There's a deeper fuddle to this, though. Not all animals lack self-awareness. Higher primates like chimps and orangutans and gorillas clearly demonstrate memory, awareness of themselves as selves, and are even capable of grasping and expressing certain forms of human language. They can show compassion towards one another, and are also capable of intense brutality. But can they sin? If they have self-awareness, the answer would seem to be yes. If so...then are they somehow inherently unsaved according to the evangelical rubric? Koko the Gorilla never signed that she had accepted Jesus Christ as her Lord and Savior, after all.

A solid counterargument would be that even the brightest of the "lesser creatures" are like children, and thus not fully culpable for their actions. But...what about creatures that aren't meaningfully "lesser" than many folks who've responded to an altar call. Elephants have fairly sophisticated infrasonic language, and have brains and vocabularies that meet or exceed those of most reality TV stars. Cetaceans are clearly our equals, although the forms and structures of their intellects are very different from ours. That doesn't matter, though.
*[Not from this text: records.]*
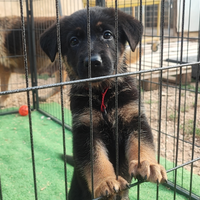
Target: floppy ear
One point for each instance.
(48, 42)
(132, 29)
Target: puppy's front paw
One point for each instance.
(110, 186)
(152, 172)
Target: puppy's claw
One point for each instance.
(116, 191)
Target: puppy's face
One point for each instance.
(74, 41)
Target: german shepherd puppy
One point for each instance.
(11, 54)
(75, 57)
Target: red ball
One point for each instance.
(23, 110)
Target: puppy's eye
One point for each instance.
(107, 35)
(73, 41)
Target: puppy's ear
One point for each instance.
(48, 42)
(132, 29)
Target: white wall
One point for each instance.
(192, 15)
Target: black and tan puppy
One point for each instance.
(75, 57)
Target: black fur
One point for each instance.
(75, 57)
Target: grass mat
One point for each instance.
(16, 163)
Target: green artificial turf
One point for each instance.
(16, 163)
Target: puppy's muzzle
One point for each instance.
(96, 62)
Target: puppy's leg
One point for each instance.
(4, 80)
(105, 182)
(148, 168)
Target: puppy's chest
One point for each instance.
(104, 110)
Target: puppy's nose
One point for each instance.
(96, 61)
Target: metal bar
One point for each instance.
(181, 190)
(90, 97)
(61, 95)
(95, 79)
(179, 101)
(116, 91)
(28, 98)
(32, 51)
(160, 89)
(195, 115)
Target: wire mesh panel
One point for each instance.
(165, 65)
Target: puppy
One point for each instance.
(73, 31)
(11, 59)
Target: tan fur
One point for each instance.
(128, 111)
(132, 57)
(84, 118)
(148, 167)
(10, 63)
(104, 174)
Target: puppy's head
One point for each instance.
(74, 43)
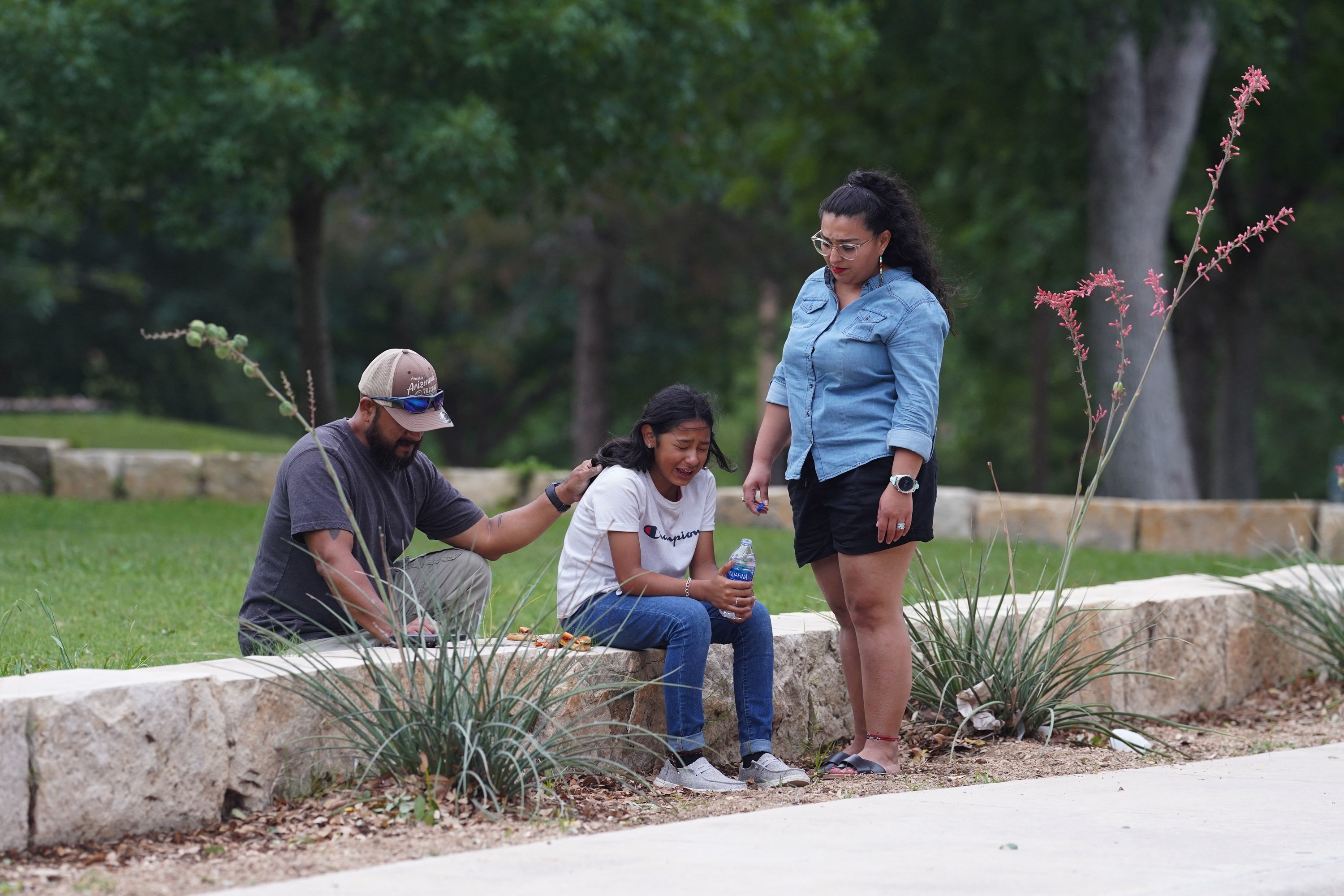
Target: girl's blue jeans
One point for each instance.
(686, 628)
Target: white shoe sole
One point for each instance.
(796, 782)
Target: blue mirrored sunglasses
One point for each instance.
(413, 404)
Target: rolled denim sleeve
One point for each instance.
(916, 351)
(779, 393)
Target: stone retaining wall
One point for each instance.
(93, 755)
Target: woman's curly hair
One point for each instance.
(885, 202)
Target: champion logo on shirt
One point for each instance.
(652, 531)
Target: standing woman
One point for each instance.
(857, 400)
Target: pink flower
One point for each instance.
(1155, 281)
(1223, 252)
(1064, 306)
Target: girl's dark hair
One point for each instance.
(664, 412)
(885, 202)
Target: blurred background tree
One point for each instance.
(570, 205)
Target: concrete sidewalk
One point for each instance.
(1268, 824)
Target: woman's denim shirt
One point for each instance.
(861, 381)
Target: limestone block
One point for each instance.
(160, 474)
(1257, 656)
(14, 774)
(955, 513)
(1242, 528)
(18, 480)
(811, 703)
(1043, 519)
(276, 739)
(90, 474)
(486, 487)
(237, 476)
(1330, 532)
(148, 755)
(732, 511)
(1183, 638)
(33, 454)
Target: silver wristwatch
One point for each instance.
(905, 484)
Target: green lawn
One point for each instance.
(135, 432)
(131, 582)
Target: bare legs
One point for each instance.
(865, 594)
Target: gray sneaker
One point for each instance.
(772, 771)
(699, 775)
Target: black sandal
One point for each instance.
(831, 762)
(863, 767)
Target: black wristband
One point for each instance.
(556, 499)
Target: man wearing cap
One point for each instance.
(312, 585)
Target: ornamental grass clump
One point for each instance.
(478, 723)
(1021, 661)
(468, 723)
(1015, 665)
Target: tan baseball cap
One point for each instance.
(400, 373)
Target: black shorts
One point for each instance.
(840, 515)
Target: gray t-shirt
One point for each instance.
(285, 594)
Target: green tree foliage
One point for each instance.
(709, 168)
(218, 112)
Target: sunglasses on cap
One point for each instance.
(413, 404)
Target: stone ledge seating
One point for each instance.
(174, 747)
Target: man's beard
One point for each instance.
(385, 452)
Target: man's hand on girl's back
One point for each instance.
(576, 484)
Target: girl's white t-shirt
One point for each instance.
(623, 500)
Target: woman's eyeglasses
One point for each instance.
(847, 250)
(413, 404)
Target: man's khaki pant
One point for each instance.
(449, 586)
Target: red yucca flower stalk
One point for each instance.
(1164, 304)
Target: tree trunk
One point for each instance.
(768, 358)
(1234, 469)
(1142, 120)
(315, 340)
(593, 350)
(1042, 326)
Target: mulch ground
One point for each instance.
(345, 829)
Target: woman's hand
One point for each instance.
(756, 489)
(576, 484)
(726, 594)
(894, 508)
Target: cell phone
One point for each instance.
(422, 640)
If they have sentience, and they have will, and they are aware...then from the basic underlying assumptions of orthodox theology, they should be capable of sin. But they don't know nor can they know Jesus, as they're not able to read the tracts we earnestly press up against the glass wall at SeaWorld.

Does this mean they're inherently damned? Or just that the contemporary evangelical understanding of sin and Christ's purpose isn't quite adequate to the task of explaining it's way through this conundrum?